Tim's Weblog
Tim Strehle’s links and thoughts on Web apps, software development and Digital Asset Management, since 2002.
2014-02-19

A simple JavaScript component architecture (first draft)

Reusable user interface components for Web development are trending. I’ve been thinking about them for quite some time now (see JavaScript components from almost a year ago). Now that we’re building a new UI, we need to finally decide on something and start using it!

While we’ve done single page Web apps in the past, the UI we’re building now will start out as a more traditional Web site with distinct pages, plus some dynamic elements within the page. We want to keep things as simple as possible for version one, so we’ll render most of the HTML on the server (no need to generate HTML in JavaScript). Elements that are refreshed via Ajax will have to redraw themselves, but their HTML can be sent from the server for now. Still, the component architecture we’re choosing now must work for single page apps as well, so that we can switch if needed.

We’re doing a lot of customization in our projects. We want a set of configurable UI widgets that can be freely combined when building custom pages, and partners need to be able to add their own widgets. The UI will be based on the Bootstrap framework, and we want to be able to integrate widgets from libraries like jQuery UI.

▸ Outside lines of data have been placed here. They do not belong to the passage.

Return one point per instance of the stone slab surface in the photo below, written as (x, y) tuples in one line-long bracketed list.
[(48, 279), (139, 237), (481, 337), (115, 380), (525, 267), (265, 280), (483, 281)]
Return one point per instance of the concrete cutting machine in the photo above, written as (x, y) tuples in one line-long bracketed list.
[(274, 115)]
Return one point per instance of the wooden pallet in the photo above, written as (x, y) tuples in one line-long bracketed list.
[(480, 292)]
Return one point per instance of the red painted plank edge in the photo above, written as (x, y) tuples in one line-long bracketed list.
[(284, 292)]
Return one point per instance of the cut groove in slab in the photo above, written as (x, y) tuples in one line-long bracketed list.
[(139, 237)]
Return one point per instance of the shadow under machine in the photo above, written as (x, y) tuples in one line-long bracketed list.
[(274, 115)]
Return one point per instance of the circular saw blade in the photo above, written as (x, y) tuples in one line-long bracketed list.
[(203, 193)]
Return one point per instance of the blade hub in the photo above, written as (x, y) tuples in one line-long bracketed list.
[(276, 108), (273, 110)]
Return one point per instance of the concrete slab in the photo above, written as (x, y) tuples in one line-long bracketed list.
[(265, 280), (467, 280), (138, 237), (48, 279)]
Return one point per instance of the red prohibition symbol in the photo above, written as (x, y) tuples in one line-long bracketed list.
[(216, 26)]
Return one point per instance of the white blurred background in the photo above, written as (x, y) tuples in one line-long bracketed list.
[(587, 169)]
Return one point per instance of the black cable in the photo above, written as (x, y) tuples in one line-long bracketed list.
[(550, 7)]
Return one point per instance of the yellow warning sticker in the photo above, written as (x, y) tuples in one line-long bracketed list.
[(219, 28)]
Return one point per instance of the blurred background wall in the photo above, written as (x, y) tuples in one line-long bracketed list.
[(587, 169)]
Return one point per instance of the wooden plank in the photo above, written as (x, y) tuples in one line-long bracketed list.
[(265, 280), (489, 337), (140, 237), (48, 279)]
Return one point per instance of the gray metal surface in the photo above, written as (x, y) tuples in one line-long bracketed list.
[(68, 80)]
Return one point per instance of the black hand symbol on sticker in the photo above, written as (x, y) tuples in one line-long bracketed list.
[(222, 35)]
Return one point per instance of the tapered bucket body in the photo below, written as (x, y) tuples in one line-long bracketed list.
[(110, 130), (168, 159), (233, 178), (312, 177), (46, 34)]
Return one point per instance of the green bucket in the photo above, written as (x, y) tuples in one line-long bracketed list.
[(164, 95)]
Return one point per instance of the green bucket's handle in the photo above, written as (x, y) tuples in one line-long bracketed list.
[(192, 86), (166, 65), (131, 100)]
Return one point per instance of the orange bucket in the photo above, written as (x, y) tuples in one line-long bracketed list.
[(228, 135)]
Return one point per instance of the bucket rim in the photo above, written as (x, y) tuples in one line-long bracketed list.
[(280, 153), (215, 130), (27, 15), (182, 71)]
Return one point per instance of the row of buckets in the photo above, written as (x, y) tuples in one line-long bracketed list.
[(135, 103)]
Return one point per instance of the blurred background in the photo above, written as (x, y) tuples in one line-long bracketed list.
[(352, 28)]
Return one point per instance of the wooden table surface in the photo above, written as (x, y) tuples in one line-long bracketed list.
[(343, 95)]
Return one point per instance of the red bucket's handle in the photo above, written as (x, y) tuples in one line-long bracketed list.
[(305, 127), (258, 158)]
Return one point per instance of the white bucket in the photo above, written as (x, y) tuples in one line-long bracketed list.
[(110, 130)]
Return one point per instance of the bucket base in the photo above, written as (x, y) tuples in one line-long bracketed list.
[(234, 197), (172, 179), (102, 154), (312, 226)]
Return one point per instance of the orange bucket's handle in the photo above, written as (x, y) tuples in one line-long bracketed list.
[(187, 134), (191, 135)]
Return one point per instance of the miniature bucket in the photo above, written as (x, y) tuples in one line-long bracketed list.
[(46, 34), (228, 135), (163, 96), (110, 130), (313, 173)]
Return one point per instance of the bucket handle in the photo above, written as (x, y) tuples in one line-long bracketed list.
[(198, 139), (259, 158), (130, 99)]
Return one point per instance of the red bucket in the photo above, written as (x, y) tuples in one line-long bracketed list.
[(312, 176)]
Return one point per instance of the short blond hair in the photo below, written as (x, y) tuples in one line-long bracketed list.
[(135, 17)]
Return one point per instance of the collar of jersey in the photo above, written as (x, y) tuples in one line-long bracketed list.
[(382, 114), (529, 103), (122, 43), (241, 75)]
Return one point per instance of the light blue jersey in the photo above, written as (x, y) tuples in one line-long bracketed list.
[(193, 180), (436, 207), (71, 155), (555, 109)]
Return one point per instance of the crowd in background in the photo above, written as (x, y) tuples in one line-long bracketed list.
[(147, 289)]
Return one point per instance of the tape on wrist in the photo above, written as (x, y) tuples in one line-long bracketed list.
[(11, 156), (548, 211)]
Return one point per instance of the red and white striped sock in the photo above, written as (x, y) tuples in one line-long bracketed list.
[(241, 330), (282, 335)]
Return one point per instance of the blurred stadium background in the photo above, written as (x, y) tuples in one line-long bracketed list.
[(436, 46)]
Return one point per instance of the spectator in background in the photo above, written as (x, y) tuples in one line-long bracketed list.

The MVC (model / view /controller) approach seems to make sense; maybe as implemented in the separable model architecture from Java Swing components: A component can manage its own data, or be configured to share data with other components. Our UI components should be “loosely coupled”, exclusively communicating through events in order to avoid breakage if a component is missing or not initialized (and to make replacing components easier). The Twitter Flight framework has been a wonderful inspiration, make sure to read about it! We’ve extended their event approach a little bit: Events can collect and return responses using event.result in jQuery custom events (with promises/Deferred for asynchronous results).

There’s dozens of JavaScript frameworks out there, but we’re not too eager to rely on one of those. We improve and support our software products for years; it’s bad for us if a framework dies or changes its direction. That’s why we’ll probably go for frameworkless JavaScript – or rather, we’ll build our own small framework. (Relying on jQuery as the only hard dependency is hopefully okay.)

Small is important to us. The simpler, the better – we need to find a clever, powerful, extensible, future-proof architecture with minimal lines of code. (Good luck with that, I know.)

This demo page (JavaScript code on Github) contains the first draft of that mini-framework: Two embedded Google Maps that, when you drag them, send the address in the map center to a text input field. It won’t make sense for you if you aren’t a Web developer interested in JavaScript :-) But if you are, I’d love to hear your feedback!